(Adnkronos) - La notizia dello sgombero definitivo del Leoncavallo di Milano "è l'ennesima prova di una politica culturale assente, un esempio di povertà". È il commento a caldo che Jacopo Fo affida all'Adnkronos, di fronte alla chiusura di un luogo simbolo per tanti artisti, inclusi i suoi genitori, il premio Nobel Dario Fo e Franca Rame. Per lo scrittore e regista i fatti sono chiari: "Per la cultura popolare non c'è spazio, a Milano c'è spazio solo per chi costruisce i grattacieli. Non si comprende il valore dell'impegno di migliaia di volontari che fanno muro contro la disperazione", sottolinea lo scrittore-attivista. Secondo Fo, "è incredibile che, in tutti questi anni, il Comune di Milano non sia mai riuscito a fornire una sede stabile e un sostegno a una realtà come il Leoncavallo che ha svolto un'attività culturale fondamentale, dai corsi di italiano per stranieri ai laboratori, dagli spettacoli alle mostre".

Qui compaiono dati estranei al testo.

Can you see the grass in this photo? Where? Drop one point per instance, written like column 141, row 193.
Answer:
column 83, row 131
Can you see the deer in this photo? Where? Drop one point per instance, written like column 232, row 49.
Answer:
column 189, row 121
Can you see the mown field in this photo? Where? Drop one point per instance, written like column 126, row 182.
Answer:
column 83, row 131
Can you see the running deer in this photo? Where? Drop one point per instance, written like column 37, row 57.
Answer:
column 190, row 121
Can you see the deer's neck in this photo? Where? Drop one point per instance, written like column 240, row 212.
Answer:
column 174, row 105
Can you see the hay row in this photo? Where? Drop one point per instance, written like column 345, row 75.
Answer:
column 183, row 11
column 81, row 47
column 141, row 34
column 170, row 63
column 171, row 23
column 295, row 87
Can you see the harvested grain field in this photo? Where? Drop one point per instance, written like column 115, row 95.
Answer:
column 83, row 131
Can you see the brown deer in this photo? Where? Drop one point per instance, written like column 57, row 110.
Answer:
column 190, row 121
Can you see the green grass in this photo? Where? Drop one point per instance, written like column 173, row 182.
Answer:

La sua è un'amara constatazione: "A Milano, sembra che se non si costruisce un grattacielo, nessuno ti dia retta. Se domani tutte le associazioni culturali e di solidarietà dovessero sparire, la città andrebbe a fuoco in un mese. Queste realtà, che agiscono con sacrificio e una perseveranza incredibile, sono il muro contro la disperazione e la violenza, ma le istituzioni non lo capiscono. C'è un disprezzo verso chi fa cultura di base, perché sono barricati nelle loro grandi kermesse".

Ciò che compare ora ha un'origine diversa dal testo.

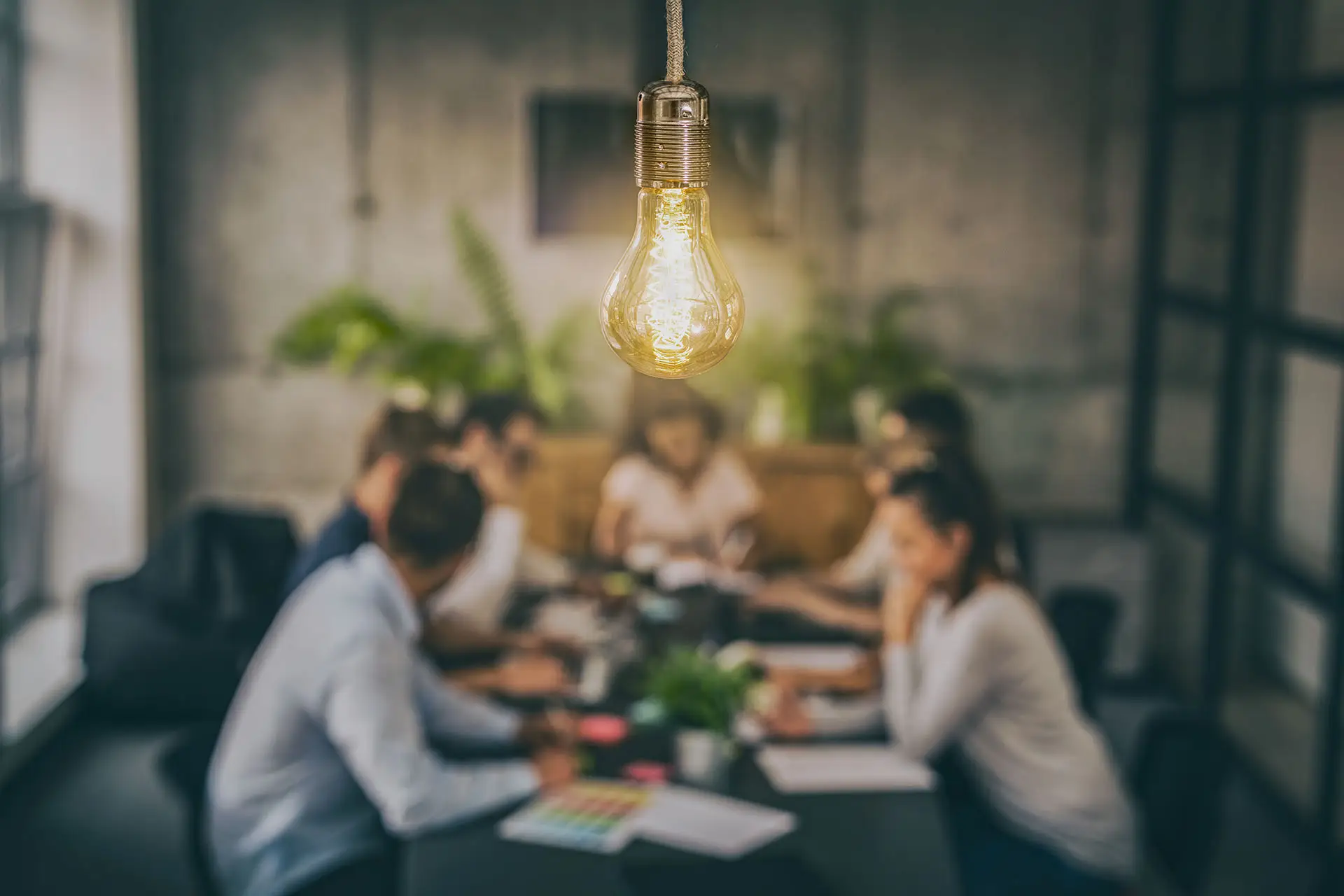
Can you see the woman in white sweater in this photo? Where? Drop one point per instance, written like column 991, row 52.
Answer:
column 971, row 665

Fo denuncia una sordità istituzionale che dichiara di aver toccato con mano più volte. "Dopo i funerali di mio padre, il sindaco Sala mi disse che ci avrebbe dato in gestione la Palazzina Liberty, quella che negli anni '70 i miei genitori avevano occupato per iniziative culturali. Noi facemmo un progetto, non per gestirlo per noi, ma per metterlo a disposizione di tutte le compagnie territoriali e gruppi culturali che non trovano spazi per le prove o per organizzare eventi. Dopo mesi di trattative e progetti presentati, tutto è caduto nel silenzio. Sono scomparsi".
E non solo. "Feci anche un'altra proposta al sindaco: istituire una 'Giornata dell'Associazionismo', come avviene in tante città europee come Copenaghen. Un giorno in cui tutte le associazioni – dal coro della chiesa a chi lavora con disabili e bambini – mostrano alla città le loro attività in luoghi come Piazza Duomo, ricevendo visibilità e riconoscimento. Il sindaco si mostrò entusiasta, disse 'facciamolo subito'. Poi, anche questo progetto è morto. Nessuno ha più risposto al telefono".
Non c'è rabbia, tuttavia, nelle parole dello scrittore, ma "la constatazione di un totale e sistematico disinteresse per il tessuto sociale. Manca l'idea che per combattere la droga, la violenza e l'abbandono scolastico si debba investire nella cultura, sostenendo chi già la fa a proprie spese". È semplice: "Se vuoi avere grandi calciatori, costruisci tanti piccoli campetti di calcio per far allenare i ragazzini. Se non fai lo stesso per la cultura, supportando le associazioni di base e volontaristiche, non avrai mai un vero sviluppo culturale. Avrai solo le grandi kermesse per i divi, finanziate dalle istituzioni".
L'appello finale è un misto di ironia e amarezza: "Spero che il sindaco Sala venga illuminato dal suo Dio o da un'entità extraterrestre e decida finalmente di dare spazi e finanziamenti stabili a queste realtà, sulla base di progetti seri. Perché un Comune come Milano non può essere sordo, cieco e muto di fronte al valore immenso dell'impegno civile di migliaia di volontari. La mia esperienza è chiara: mi hanno fatto perdere tempo e lavoro per progetti concreti, e poi sono spariti. Avevano altro da fare".